Thursday, September 8, 2016

Dissociation of Sensibility

The phrase Dissociation of Sensibility appeared in Eliots essay on ‘The Metaphysical Poets’. A good poetry is the result of the fusion of thought and feeling. Such fusion is called ‘Unification of Sensibility’. It is the opposite of dissociation of sensibility. Metaphysical poets have strictly followed this unification, but according to Eliot this fusion of thought and feeling characteristic had been progressively lost in the 17th century. It is a loss from which we have never recovered. Eliot complained that the influence of Milton and Dryden caused this dissociation of sensibility. Bad poetry is the result of this dissociation of sensibility, lack of fusion between thought and feeling.
By ‘sensibility’ Eliot means a synthetic faculty which can amalgamate and unite thought and feeling, the sensuous and the intellectual.
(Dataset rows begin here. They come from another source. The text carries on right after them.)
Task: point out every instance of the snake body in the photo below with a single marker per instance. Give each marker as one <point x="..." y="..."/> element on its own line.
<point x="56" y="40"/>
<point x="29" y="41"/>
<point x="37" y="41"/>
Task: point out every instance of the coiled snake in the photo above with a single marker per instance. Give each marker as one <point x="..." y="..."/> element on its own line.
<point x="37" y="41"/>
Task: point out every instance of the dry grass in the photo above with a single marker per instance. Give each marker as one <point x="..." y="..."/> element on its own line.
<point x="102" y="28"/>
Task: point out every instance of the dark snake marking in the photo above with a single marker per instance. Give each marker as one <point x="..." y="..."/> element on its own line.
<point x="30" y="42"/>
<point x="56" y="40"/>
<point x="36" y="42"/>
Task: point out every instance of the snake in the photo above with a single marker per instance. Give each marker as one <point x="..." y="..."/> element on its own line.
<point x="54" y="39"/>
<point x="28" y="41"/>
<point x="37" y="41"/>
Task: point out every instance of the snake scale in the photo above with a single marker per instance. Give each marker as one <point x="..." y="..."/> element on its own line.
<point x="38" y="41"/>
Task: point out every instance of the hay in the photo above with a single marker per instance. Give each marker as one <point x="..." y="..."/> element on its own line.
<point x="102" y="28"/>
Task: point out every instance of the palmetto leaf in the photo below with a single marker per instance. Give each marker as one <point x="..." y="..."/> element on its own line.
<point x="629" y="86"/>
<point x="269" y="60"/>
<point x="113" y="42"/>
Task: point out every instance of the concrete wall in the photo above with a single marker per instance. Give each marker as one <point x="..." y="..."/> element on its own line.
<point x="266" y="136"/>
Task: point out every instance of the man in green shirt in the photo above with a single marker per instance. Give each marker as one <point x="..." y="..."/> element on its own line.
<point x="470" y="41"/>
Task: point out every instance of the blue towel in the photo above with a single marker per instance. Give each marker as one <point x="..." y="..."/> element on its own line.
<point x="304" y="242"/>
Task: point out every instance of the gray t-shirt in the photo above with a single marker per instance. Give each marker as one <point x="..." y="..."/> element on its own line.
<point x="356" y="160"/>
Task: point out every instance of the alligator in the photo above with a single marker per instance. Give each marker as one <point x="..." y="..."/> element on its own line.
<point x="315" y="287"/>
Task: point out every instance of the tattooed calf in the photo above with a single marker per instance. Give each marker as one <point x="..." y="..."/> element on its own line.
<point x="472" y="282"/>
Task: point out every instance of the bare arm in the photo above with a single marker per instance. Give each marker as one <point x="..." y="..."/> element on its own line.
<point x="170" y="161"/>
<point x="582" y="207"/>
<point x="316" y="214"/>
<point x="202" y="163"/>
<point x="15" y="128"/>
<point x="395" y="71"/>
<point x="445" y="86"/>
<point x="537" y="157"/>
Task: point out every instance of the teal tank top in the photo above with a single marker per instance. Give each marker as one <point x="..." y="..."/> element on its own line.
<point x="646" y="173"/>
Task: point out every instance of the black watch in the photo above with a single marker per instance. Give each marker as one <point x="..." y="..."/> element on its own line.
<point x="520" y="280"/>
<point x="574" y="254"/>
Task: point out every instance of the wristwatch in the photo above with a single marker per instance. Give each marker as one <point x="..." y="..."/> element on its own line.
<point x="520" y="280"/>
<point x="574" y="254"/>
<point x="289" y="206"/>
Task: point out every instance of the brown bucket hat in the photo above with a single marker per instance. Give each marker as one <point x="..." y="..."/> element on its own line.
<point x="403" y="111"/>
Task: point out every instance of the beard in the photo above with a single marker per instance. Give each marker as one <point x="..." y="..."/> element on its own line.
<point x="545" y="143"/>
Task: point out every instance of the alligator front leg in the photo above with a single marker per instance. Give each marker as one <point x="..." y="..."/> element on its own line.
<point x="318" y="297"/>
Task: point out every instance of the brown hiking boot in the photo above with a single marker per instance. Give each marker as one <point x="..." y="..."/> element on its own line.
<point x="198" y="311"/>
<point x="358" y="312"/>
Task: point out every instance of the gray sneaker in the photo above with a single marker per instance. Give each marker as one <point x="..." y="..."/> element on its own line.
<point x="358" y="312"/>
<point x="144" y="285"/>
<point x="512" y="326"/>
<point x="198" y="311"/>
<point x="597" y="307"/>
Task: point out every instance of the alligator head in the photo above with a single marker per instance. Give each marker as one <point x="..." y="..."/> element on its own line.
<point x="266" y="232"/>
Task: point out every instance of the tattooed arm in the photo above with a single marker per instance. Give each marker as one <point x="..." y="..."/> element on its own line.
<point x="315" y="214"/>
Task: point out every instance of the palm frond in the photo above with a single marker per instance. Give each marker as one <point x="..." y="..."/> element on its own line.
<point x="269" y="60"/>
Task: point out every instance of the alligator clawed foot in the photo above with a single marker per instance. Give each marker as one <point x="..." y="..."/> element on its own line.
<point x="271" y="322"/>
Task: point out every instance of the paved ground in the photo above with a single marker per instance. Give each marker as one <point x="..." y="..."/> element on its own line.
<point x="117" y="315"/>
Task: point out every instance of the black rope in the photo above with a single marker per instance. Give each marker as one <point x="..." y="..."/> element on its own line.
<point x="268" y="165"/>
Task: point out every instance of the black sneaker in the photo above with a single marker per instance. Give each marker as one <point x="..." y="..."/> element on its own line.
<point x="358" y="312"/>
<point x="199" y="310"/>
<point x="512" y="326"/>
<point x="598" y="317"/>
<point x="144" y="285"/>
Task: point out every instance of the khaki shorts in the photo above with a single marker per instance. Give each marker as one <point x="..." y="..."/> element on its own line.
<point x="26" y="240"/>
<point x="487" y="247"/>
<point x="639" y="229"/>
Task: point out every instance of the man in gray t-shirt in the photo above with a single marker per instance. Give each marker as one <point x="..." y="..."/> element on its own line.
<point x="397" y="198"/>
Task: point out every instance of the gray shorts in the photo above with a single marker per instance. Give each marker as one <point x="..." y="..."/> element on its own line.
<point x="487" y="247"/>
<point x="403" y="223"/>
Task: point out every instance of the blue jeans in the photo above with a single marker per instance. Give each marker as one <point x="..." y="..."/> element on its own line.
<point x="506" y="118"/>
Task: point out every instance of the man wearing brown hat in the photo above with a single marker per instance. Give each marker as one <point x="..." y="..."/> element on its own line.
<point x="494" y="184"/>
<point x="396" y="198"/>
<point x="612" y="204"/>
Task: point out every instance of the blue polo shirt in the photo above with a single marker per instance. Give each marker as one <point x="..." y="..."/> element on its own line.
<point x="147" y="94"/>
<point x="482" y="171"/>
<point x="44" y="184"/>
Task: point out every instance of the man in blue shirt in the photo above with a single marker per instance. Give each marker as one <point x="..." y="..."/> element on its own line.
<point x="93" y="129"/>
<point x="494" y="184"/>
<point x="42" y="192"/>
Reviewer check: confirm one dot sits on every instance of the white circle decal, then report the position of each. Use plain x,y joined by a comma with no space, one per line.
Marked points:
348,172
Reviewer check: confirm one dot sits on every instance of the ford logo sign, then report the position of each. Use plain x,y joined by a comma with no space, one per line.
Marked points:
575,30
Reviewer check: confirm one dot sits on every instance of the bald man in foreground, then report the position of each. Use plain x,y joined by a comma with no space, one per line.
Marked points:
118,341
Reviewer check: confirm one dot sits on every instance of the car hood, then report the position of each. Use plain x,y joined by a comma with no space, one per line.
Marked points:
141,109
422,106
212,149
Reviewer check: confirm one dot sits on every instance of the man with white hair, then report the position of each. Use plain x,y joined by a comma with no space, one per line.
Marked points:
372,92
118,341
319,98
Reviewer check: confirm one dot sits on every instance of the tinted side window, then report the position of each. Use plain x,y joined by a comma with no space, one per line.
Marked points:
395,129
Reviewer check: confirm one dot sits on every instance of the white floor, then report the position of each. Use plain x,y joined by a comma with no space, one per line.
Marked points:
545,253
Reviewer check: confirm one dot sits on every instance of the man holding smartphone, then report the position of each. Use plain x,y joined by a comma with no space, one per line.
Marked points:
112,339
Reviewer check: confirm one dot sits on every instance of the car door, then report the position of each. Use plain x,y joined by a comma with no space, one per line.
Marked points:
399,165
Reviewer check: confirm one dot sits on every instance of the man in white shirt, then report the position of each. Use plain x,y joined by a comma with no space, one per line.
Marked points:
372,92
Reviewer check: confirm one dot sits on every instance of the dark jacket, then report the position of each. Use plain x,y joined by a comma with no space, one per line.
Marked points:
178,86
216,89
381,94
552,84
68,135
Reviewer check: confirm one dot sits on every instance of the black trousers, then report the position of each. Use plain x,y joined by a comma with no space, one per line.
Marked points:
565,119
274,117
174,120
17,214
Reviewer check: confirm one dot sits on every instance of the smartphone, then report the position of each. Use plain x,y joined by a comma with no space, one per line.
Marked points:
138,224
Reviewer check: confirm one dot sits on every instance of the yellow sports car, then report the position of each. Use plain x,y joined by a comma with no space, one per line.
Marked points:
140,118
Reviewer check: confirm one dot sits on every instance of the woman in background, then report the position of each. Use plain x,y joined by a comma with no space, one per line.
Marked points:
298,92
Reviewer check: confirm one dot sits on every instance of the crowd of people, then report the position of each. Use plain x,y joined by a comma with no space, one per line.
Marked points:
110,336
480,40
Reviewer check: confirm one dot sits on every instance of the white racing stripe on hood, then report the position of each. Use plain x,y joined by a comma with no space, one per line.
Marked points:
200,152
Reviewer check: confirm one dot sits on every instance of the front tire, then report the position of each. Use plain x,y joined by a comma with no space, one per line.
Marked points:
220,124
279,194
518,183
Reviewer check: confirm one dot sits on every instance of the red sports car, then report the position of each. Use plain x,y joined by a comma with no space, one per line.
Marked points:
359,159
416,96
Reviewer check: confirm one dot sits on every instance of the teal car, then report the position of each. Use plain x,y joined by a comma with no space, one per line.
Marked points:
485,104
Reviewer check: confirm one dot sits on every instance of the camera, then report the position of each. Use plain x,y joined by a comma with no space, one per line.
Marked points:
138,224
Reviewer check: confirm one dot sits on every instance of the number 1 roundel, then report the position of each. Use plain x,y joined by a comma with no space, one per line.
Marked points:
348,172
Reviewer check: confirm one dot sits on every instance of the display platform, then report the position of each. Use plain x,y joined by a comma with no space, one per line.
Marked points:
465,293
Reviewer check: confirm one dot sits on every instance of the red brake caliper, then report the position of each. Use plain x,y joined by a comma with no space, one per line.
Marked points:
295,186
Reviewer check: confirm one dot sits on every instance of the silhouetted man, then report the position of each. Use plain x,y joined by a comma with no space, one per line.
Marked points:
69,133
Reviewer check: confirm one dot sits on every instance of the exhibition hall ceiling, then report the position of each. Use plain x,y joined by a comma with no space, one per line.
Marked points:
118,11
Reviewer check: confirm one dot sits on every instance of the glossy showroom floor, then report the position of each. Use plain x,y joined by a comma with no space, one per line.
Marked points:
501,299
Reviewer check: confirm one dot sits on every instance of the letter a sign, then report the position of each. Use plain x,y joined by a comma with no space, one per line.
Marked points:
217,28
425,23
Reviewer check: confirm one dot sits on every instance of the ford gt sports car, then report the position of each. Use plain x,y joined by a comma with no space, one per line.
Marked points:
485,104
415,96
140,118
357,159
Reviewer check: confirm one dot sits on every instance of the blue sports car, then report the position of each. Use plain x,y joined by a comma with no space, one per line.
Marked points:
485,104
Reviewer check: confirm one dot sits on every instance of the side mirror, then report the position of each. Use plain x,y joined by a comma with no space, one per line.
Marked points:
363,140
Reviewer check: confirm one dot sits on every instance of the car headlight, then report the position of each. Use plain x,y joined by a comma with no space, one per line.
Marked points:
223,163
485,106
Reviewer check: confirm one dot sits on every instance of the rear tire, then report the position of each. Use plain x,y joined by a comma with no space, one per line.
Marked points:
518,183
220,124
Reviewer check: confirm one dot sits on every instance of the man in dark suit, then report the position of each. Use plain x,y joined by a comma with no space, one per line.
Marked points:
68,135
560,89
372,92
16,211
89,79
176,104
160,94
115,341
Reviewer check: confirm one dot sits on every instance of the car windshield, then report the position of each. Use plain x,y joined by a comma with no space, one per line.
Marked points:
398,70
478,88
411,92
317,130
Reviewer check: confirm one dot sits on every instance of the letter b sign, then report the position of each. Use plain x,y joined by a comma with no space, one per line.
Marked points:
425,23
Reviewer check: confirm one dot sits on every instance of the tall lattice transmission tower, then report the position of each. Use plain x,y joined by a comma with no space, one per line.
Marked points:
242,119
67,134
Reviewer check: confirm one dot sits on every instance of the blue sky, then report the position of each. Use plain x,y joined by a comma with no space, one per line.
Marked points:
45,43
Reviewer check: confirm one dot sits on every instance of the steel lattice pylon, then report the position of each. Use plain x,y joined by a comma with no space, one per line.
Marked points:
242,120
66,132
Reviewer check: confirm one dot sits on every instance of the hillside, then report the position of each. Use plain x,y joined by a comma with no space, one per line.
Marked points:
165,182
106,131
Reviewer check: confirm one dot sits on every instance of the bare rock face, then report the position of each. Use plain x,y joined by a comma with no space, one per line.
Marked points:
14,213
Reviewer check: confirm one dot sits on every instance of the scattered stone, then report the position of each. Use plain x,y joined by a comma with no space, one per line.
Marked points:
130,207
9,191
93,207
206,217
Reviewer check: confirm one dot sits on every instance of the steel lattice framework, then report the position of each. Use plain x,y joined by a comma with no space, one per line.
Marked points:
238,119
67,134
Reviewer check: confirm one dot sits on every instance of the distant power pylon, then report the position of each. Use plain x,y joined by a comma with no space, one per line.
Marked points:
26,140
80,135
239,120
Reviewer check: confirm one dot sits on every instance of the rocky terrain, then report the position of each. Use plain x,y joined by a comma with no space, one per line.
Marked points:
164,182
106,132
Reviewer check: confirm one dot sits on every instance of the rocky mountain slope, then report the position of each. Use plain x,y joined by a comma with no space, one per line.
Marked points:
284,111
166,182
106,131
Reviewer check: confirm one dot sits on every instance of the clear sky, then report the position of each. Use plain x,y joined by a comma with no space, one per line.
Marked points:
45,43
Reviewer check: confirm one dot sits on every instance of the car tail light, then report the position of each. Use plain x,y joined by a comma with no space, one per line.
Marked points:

The acceptance of the Elizabethans is due to the unified sensibility that they possessed. This capacity is visible in the works of John Donne. After Donne and Herbert poets lost this power of unification, they could either think or they could feel. The 18th century poets were intellectuals, they though hardly felt. The Romantics felt but did not think.

For Eliot if the poets of the 20th century are willing to imitate the metaphysical poets this breach might be healed.